If, once your extension or outbuilding is constructed, the local planning authority determines that the proposal does not comply with permitted development regulations, you may be faced with enforcement action.
This then would normally result in a retrospective application.
If permission is refused there is a chance that any extensions or associated works would be demolished. Considering this, confirmation using the Lawful Development Certificate is recommended.
The legislation is not the easiest to understanding, so it may be worth looking at the Planning Portal, as this is a useful resource which is used to help understand what is covered with these rights.
On the website there is an option for England or Wales, which depends on where your property is locates, so make sure you select the appropriate country for the relevant regulations.
How big can my extension be without paying for Planning Permission?
Under Permitted Development rules, the ‘original’ (As it stood before 1948) rear wall of a detached home can be extended (subject to the neighbour consultation scheme) by up to 8m on depth with a single storey extension.

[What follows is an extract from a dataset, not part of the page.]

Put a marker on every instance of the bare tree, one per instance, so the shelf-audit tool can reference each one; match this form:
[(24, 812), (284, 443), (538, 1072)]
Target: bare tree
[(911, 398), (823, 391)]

This is reduced to 6m if you lived in a semi-detached or terraced house.
If your new extension will be within 2m of a boundary, then the height is limited to 3m under Permitted Development. Otherwise, a single storey rear extension must be no higher than 4m.
If you wish to build a two-storey extension (no higher than the house), this development can be up to 3m from the original rear wall, as long as it’s at least 7m from the rear boundary.
It’s also important to note that no extension can project beyond or be added to what is deemed to be the front of the house. Also, a side extension may not exceed more than half your houses width.
Also, except for conservatories, new extensions must be built of materials ‘similar in appearance’ and with the same roof pitch as the main house. While permitted development rules are beneficial, there’s a lot to consider before you start to work.
Is Permitted development right for me?
In order to be classed as permitted development, a proposal must meet all limitations and conditions of each class which is relevant to their development.
Any proposed household development must consider the permitted development rules, in order to decide whether your chosen developments would benefit from permitted development rights, and therefore doesn’t require planning permission.
For example if you wanted a two storey extension at the rear of your house that has a roof, that joins onto the main roof of your original house, the works would have to meet the requirements of both Class A (covering the enlargement of the house) and Class C ( which covers roof alterations) in order to be permitted development.
If the work also includes a dormer window to enlarge roof space, then they would also have to meet the requirements of Class B.
Before undertaking any development, it is important to check with your local planning authority to check if any permitted development restrictions have been made.
What are the rules of Permitted Development for extensions?
- You can extend a detached dwelling by 8m to the rear if its single storey or 3m if it’s double storey.
- Semi-detached and terraced homes can be extended bu up to 6, to the rear of the property if single storey.
- There are height restrictions, a single storey extension not being higher than 4m in height to the ridge and the eaves, and ridge heights of any extension not being higher than the existing property.
- Two storey extension must not be closer than 7m to the rear boundary.
- It must be built in the same or similar material to the existing property
- Side extensions must be a single storey, with a maximum height of 4m and a width no more than half of the original property.
- In Designated Areas, side extensions require planning permission and all rear extensions must be single storey.
- An extension must not result in more than half the garden being covered.
- You can only do it once and the original building is either as it was on 1st July 1948 or when it was built. In Northern Ireland it is as it was built or as it was on 1st October 1973.